In the discussion above, we anticipated that the use of stem cells and transgenic animal models may become more extensive for efficacy and toxicity analyses when a disease is rare and there is no statistical basis for conducting large-scale human studies. Apart from ethical controversies over experimental methods, we would also anticipate ethical and social policy controversy over the amount of risk a patient might reasonably undertake, or be advised to undertake, for a drug that cannot be tested for toxicity as extensively as drugs for common diseases.

Lastly, there have been issues raised over protecting genetic information in a medical record, or from disclosure to insurance companies or employers. These are not issues specific for clinical pharmacogenomics, and we do not discuss them here, but they will become pertinent as this type of diagnosis and treatment matures.

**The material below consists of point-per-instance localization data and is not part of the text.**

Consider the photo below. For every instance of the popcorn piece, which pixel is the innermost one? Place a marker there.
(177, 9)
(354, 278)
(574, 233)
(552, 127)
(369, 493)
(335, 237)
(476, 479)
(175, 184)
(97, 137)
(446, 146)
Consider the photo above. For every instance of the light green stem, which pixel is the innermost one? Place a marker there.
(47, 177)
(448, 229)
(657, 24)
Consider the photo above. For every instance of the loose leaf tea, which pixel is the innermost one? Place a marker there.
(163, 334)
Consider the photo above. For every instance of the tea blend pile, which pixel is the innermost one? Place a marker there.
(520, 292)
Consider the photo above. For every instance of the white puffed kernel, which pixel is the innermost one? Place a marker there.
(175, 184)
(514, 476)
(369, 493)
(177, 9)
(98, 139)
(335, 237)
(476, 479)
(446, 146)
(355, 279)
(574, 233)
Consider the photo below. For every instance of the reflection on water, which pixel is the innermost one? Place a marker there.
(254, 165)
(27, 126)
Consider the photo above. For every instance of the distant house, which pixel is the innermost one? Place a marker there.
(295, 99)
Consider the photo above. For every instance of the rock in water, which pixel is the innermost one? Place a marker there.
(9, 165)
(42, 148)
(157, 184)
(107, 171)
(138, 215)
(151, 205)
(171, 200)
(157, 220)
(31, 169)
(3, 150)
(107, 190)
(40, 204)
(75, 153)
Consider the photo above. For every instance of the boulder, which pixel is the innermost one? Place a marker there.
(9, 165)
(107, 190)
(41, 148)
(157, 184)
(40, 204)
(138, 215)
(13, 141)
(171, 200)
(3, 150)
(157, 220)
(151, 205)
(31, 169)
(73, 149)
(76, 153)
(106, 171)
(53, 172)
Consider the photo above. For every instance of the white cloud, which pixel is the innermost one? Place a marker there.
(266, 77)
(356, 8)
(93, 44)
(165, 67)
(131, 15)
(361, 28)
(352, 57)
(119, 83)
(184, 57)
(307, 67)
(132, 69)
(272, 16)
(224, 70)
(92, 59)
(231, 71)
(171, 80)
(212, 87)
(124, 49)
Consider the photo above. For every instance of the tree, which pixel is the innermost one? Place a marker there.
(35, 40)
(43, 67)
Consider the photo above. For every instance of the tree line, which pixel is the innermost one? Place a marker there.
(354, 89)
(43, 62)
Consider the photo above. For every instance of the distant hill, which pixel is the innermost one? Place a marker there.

To summarize, there is a vast potential for pharmacogenomics applications to treatment of psychiatric disorders, but it has only recently become clear that this can be realized. The ethical and public policy issues do not appear to be insurmountable, or uniquely different from other issues of medical testing, such as infectious diseases where other family members or associates may be at risk. The technological problems of developing effective and safe treatments for rare variants appear formidable, as do the expense of developing treatments for large numbers of rare and unique genetic predispositions.